Vent en poupe pour Barcelone
Aujourd’hui, les temps ont bien changé. Barcelone et sa côte ont le vent en poupe. Très en poupe. Son atout ? Une façade maritime rénovée où les vieilles baraques d’antan ont laissé place à des aménagements urbains destinés à faire de la ville une vitrine attractive. Et ce depuis 1992, date historique pour la ville. À l’occasion des Jeux Olympiques, les institutions publiques ont investi une énergie folle pour faire des deux ports, le Port Vell et le Port Olympique, des espaces de bien-être, de promenade, de baignade… et de surprenantes découvertes. Car à bien y regarder, des détails clochent. Tout commence par l’arrivée à Barcelone par la mer. Si le temps est trouble, la silhouette figée d’un voilier géant surprend le voyageur, marquant par son profil imposant le point d’entrée de la ville. C’est l’étonnant hôtel W de presque cent mètres de haut, conçu par Ricardo Bofill, voilier de verre qui ne parcourra jamais un seul mille.

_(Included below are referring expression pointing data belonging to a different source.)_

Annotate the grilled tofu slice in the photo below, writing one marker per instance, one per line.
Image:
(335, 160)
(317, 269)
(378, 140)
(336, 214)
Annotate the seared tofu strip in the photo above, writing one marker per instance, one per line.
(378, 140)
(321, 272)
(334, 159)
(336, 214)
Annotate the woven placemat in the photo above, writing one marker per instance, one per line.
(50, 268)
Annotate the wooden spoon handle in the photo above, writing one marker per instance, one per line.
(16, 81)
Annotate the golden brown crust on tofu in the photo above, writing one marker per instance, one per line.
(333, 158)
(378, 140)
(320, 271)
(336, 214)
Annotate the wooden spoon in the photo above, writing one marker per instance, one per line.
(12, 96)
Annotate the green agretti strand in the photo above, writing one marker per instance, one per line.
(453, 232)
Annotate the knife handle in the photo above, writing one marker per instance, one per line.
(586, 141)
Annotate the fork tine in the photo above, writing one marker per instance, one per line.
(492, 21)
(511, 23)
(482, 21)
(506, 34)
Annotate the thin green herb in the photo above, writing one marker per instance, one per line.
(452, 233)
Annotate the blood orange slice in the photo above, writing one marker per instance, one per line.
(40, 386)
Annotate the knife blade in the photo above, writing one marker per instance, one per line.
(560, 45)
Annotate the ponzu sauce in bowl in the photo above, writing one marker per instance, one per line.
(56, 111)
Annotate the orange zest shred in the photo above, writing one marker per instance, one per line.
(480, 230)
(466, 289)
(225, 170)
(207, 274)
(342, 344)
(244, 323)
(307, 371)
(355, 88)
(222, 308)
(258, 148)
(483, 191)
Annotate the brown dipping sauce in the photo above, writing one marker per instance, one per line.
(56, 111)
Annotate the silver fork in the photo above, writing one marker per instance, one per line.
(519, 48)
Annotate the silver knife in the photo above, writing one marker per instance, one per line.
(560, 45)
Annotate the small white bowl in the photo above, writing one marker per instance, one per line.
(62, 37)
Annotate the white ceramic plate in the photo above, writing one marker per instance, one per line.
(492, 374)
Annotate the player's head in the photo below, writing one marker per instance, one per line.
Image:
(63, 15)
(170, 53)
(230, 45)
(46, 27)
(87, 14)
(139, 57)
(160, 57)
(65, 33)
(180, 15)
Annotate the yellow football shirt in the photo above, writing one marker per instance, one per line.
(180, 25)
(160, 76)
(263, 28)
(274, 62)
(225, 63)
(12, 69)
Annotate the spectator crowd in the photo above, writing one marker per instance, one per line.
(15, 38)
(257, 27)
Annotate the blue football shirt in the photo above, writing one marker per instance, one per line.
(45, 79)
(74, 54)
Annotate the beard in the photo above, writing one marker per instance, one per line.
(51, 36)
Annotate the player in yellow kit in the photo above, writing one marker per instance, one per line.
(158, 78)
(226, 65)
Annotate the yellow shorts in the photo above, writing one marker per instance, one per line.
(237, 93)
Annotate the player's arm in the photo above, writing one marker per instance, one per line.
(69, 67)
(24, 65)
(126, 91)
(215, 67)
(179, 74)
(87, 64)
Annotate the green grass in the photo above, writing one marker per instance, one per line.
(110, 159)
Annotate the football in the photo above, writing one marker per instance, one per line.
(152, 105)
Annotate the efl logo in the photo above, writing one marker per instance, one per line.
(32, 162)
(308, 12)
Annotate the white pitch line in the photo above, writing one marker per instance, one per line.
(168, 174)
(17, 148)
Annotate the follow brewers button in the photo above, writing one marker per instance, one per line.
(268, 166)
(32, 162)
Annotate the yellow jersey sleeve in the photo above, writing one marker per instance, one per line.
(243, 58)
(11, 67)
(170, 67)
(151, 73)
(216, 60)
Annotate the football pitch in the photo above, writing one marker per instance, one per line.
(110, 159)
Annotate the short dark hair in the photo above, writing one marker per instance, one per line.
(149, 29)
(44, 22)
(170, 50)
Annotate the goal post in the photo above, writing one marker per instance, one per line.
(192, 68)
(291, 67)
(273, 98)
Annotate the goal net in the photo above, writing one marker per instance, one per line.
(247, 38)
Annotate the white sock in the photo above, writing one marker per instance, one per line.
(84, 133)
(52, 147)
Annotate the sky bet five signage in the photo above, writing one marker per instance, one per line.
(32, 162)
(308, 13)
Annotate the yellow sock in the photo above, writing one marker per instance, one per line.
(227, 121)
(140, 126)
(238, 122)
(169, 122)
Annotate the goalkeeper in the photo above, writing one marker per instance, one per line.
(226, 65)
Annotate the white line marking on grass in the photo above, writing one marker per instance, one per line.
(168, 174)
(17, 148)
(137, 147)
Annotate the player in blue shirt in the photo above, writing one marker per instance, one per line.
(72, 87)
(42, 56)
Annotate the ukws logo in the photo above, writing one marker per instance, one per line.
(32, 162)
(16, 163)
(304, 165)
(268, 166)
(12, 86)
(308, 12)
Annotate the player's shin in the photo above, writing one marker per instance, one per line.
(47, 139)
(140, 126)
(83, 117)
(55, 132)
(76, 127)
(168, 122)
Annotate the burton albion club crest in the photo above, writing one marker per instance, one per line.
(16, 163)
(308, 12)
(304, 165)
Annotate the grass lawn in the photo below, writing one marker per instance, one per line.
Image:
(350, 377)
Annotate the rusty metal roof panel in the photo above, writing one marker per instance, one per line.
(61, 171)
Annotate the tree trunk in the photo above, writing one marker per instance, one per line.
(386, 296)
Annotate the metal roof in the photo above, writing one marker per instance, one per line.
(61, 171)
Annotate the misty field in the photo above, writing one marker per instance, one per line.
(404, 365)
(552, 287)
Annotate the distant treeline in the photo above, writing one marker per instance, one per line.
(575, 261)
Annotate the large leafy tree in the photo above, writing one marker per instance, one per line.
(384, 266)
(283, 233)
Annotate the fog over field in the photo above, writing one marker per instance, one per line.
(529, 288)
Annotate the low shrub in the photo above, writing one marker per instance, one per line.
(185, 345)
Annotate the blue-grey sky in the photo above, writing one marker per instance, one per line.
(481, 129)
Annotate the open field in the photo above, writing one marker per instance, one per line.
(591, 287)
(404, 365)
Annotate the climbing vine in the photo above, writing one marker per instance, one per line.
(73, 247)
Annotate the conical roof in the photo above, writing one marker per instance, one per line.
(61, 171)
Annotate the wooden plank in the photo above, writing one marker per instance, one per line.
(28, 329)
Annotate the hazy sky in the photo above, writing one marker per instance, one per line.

Un petit vent de folie sur le port
Une fois son bateau amarré, le visiteur n’est pas au bout de ses surprises. Christophe Colomb, tel saint Siméon retranché sur sa colonne, le surplombe, lui indiquant une direction tout autre que celle des Amériques. Erreur de boussole, sûrement. Vient ensuite, sur la promenade du vieux port, une gamba géante, sourire en coin. Elle observe les passants, installée sur le toit d’un étrange bâtiment, vestige d’un restaurant désossé. On y dégustait autrefois des fruits de mer, d’où le rictus moqueur de la gamba triomphante. Son créateur ? Le designer Javier Mariscal, l’esprit un brun moqueur et père de Cobi, mascotte des JO de 92. À quelques encablures, un bien étrange visage au maquillage outrancier observe les flâneurs, la bouche de travers, création du célèbre artiste pop américain Roy Lichtenstein, commettant ici des coups de pinceaux aériens devenus sculpture. Qui est cette femme ? Barcelone nous dit l’artiste. Une dame donc, un œil noir, l’autre bleu, le visage envahi de points rouges, comme atteint de varicelle… Les pas du visiteur le mènent enfin au Port Olympique, sous un gigantesque poisson sans queue ni tête, frétillant face à la mer. A l’horizon, l’hôtel-voilier, reste de marbre. Il y a effectivement à Barcelone comme un air de folie.